TV review: I'll keep watching Ripley, even if Andrew Scott isn't given enough to do
Andrew Scott is a great actor, Pat Fitzpatrick writes, but episode one doesn't sing
The trailer for (Netflix) is brilliant. It’s black and white and moody, ‘The Great Pretender’ playing in the background, Andrew Scott dripping with menace as trickster Tom Ripley, who inveigles his way into Dickie Greenleaf’s life in 1950s Italy, apparently murders someone and ends up cat-and-mouse with a local detective sporting an elegant moustache.

It was all very “meh”, not least because they chose to shoot the whole thing in black and white. If you’ve seen the movie, you’ll know that it’s beautiful bleached sunlight and turquoise sea, with Jude Law and Gwyneth Paltrow gleaming as Dickie and Marge. Johnny Flynn and Dakota Fanning play the parts here and they don’t convince. The whole point is that Ripley wants to take over Dickie’s magnificent life. It looks a bit dull here, I can’t see why he’d be bothered.

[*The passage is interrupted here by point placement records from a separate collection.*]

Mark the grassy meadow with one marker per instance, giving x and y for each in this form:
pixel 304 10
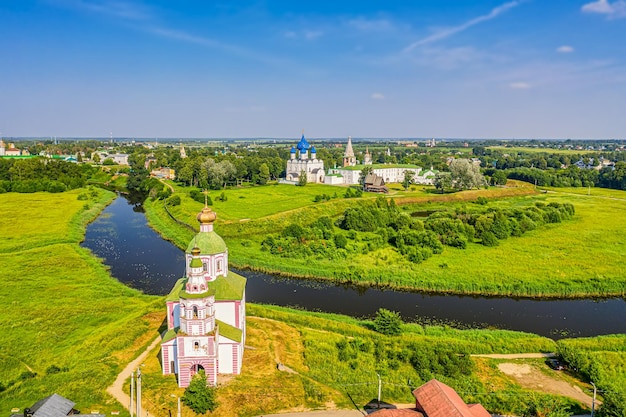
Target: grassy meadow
pixel 331 359
pixel 581 257
pixel 68 326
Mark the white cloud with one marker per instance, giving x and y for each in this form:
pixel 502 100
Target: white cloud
pixel 519 85
pixel 615 10
pixel 371 25
pixel 313 34
pixel 446 33
pixel 565 49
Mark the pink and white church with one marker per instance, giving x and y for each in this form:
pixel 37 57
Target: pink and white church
pixel 206 311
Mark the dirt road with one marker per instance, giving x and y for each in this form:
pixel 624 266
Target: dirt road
pixel 116 389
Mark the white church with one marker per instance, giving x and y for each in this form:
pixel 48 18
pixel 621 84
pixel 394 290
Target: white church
pixel 303 161
pixel 206 311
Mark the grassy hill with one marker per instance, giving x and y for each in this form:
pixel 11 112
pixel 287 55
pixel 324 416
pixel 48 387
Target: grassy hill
pixel 67 326
pixel 580 257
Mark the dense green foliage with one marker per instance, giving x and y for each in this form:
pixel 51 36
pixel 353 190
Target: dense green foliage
pixel 601 360
pixel 344 354
pixel 198 396
pixel 387 322
pixel 381 223
pixel 42 174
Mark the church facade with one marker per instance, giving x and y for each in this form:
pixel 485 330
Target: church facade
pixel 303 161
pixel 206 315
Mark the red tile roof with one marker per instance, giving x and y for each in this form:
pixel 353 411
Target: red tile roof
pixel 402 412
pixel 436 399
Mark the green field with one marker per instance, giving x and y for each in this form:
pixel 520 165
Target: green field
pixel 331 359
pixel 581 257
pixel 68 327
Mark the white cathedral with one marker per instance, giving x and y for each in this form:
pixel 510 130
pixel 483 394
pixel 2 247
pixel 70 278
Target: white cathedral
pixel 206 311
pixel 303 161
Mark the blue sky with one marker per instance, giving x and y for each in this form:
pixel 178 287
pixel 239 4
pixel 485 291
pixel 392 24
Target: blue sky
pixel 410 68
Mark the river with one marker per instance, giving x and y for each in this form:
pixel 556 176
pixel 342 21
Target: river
pixel 140 258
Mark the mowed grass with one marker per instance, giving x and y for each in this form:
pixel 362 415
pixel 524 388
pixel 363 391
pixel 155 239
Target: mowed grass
pixel 522 149
pixel 316 377
pixel 581 257
pixel 62 308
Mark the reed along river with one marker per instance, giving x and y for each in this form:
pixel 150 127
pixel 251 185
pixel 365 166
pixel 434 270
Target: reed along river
pixel 140 258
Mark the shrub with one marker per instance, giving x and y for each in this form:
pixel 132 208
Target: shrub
pixel 489 239
pixel 198 396
pixel 174 200
pixel 388 322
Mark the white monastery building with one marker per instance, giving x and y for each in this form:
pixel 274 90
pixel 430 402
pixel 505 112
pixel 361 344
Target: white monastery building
pixel 303 160
pixel 350 173
pixel 206 314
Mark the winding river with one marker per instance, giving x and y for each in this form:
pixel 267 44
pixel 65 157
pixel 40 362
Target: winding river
pixel 140 258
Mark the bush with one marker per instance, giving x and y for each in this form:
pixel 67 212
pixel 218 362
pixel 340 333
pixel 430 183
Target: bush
pixel 174 200
pixel 198 396
pixel 489 239
pixel 388 322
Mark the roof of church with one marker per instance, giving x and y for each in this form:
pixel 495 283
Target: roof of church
pixel 224 288
pixel 228 331
pixel 303 145
pixel 210 243
pixel 349 152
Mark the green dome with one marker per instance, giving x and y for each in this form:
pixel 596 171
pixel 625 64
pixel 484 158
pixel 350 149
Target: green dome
pixel 210 243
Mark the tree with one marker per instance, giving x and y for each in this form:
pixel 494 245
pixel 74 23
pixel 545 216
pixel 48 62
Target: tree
pixel 302 179
pixel 465 174
pixel 409 178
pixel 499 178
pixel 198 396
pixel 443 180
pixel 387 322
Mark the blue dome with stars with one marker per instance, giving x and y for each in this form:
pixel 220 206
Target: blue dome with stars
pixel 303 145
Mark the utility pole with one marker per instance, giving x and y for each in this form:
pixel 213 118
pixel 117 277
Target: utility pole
pixel 138 392
pixel 593 402
pixel 132 391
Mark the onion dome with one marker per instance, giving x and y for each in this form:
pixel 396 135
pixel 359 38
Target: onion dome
pixel 303 145
pixel 206 216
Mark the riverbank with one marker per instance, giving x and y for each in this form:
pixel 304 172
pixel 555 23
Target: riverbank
pixel 579 258
pixel 71 327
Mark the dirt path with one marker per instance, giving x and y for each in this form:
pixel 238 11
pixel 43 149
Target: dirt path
pixel 517 355
pixel 116 389
pixel 532 378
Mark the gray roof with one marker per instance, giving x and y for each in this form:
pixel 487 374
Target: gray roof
pixel 52 406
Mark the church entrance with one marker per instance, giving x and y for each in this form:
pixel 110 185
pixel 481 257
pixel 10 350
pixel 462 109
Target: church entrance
pixel 195 369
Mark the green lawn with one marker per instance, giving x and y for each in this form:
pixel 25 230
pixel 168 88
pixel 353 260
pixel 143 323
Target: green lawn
pixel 63 308
pixel 581 257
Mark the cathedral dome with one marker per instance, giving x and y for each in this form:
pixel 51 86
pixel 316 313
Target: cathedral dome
pixel 303 145
pixel 206 216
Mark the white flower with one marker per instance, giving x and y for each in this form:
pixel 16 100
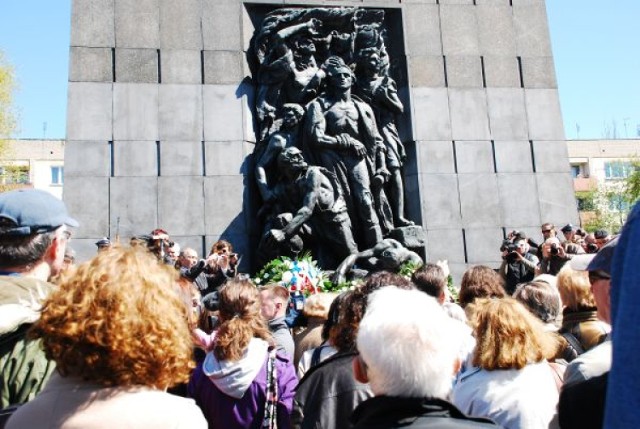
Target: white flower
pixel 445 267
pixel 286 277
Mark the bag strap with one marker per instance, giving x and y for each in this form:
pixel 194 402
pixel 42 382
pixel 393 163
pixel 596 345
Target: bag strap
pixel 270 409
pixel 573 342
pixel 315 356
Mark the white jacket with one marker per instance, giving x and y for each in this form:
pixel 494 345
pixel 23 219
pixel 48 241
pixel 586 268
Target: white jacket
pixel 514 398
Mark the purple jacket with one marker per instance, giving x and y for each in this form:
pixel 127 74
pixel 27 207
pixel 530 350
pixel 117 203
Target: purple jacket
pixel 222 410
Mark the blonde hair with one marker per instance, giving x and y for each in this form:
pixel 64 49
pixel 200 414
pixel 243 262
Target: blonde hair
pixel 317 305
pixel 508 336
pixel 239 311
pixel 117 320
pixel 575 289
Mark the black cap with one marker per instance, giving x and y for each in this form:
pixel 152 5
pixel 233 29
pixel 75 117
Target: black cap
pixel 567 228
pixel 600 234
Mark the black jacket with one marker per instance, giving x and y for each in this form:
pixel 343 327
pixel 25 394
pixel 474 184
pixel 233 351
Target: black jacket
pixel 327 394
pixel 385 412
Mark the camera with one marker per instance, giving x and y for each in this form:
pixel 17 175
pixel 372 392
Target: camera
pixel 508 246
pixel 592 248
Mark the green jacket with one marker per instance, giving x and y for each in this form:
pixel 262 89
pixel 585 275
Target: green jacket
pixel 25 369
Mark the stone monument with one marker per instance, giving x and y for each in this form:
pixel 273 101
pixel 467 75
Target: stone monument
pixel 176 107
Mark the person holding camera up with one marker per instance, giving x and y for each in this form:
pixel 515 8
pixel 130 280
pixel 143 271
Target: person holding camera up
pixel 518 264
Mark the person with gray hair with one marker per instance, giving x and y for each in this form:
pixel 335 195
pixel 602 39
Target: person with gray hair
pixel 409 355
pixel 34 233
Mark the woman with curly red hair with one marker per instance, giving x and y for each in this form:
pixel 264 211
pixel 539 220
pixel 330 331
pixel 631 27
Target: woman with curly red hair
pixel 243 382
pixel 512 382
pixel 118 333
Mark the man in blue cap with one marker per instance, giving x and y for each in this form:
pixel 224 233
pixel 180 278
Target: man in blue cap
pixel 34 231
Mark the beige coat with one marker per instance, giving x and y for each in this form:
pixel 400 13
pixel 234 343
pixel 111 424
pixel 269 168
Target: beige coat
pixel 69 403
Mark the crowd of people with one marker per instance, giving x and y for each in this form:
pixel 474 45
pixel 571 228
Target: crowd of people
pixel 150 335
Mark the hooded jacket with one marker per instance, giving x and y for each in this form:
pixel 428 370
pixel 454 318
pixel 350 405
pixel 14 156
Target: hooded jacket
pixel 233 394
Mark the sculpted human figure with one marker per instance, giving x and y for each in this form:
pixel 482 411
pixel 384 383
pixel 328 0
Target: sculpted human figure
pixel 314 198
pixel 380 92
pixel 389 254
pixel 289 74
pixel 287 136
pixel 340 134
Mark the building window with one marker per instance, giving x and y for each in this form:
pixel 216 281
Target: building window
pixel 575 171
pixel 57 175
pixel 617 169
pixel 14 175
pixel 617 203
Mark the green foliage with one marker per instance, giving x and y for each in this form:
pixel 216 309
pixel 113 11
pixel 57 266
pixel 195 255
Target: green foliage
pixel 8 121
pixel 586 200
pixel 632 183
pixel 611 207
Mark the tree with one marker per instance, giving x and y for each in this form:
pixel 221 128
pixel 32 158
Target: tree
pixel 609 204
pixel 8 117
pixel 632 183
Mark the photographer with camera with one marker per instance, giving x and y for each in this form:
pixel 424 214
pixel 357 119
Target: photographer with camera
pixel 518 264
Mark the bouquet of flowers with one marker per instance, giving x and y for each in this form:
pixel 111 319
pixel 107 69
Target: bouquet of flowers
pixel 297 275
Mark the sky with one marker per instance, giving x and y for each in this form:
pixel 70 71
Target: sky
pixel 595 47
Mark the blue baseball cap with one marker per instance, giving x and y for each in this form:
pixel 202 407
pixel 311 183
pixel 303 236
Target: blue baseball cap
pixel 32 211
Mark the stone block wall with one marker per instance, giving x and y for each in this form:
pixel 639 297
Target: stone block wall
pixel 160 125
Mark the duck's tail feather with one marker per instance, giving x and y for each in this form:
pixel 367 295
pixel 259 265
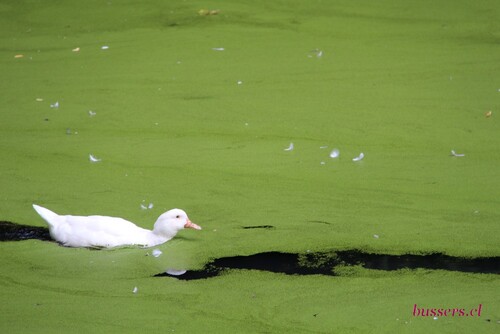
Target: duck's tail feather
pixel 50 217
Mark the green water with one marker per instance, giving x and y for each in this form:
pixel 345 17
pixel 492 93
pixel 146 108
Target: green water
pixel 180 124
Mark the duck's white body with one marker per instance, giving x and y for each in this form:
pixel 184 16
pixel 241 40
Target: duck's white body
pixel 103 231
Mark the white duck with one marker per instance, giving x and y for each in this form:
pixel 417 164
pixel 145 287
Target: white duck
pixel 102 231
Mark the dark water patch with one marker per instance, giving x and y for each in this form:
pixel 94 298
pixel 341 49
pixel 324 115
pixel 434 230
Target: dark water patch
pixel 268 227
pixel 324 263
pixel 16 232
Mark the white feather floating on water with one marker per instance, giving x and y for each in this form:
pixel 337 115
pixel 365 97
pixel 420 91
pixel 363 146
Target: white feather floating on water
pixel 93 158
pixel 335 153
pixel 359 157
pixel 455 154
pixel 149 207
pixel 156 252
pixel 175 272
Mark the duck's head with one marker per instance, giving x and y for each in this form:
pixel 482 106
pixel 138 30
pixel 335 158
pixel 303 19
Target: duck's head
pixel 172 221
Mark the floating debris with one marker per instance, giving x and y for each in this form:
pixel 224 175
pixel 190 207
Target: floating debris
pixel 315 53
pixel 455 154
pixel 156 252
pixel 208 12
pixel 175 272
pixel 359 157
pixel 335 153
pixel 148 207
pixel 93 158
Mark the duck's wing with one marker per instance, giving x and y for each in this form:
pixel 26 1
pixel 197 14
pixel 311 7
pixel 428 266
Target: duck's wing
pixel 99 231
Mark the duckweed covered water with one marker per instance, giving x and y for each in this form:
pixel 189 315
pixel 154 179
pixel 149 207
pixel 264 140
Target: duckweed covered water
pixel 179 122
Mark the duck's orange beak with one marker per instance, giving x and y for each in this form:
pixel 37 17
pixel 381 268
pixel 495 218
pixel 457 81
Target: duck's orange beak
pixel 190 224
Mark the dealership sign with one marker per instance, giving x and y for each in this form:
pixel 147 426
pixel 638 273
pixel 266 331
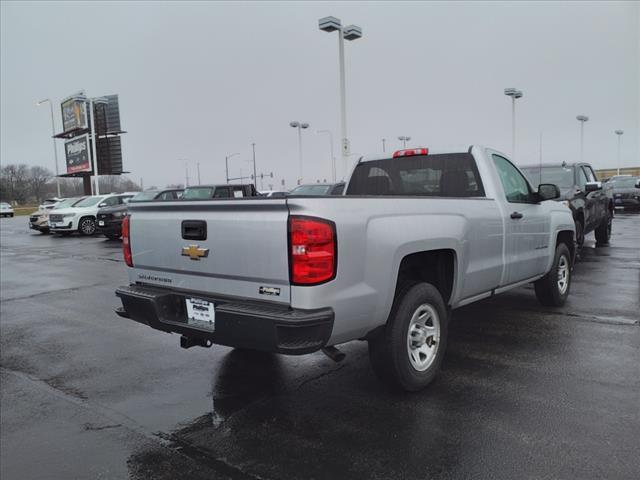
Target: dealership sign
pixel 74 114
pixel 77 153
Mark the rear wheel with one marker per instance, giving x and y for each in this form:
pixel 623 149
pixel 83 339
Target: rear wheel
pixel 409 352
pixel 553 289
pixel 87 226
pixel 603 232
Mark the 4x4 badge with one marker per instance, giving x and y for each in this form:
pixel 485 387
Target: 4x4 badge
pixel 194 252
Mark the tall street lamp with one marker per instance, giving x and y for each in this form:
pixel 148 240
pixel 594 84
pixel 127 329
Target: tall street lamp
pixel 53 132
pixel 582 119
pixel 255 178
pixel 404 139
pixel 514 93
pixel 619 133
pixel 300 126
pixel 226 164
pixel 350 32
pixel 333 159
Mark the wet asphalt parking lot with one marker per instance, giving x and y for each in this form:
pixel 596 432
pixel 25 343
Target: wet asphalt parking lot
pixel 525 391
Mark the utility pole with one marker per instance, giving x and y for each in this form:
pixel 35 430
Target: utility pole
pixel 582 119
pixel 619 133
pixel 53 134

Ripley is more style than substance, so it’s all the shadows and dimly lit railway under-passes you’d expect in a noir thriller from the 1930s. That’s grand when something happens, not so good when the scenes are thrown in for mood. Scott is a great actor, but he’s not given enough to do, at least not in the first episode.
I’ll keep watching because the trailer promises more and I love a bit of noir. But they could have made this first episode sing. And they didn’t.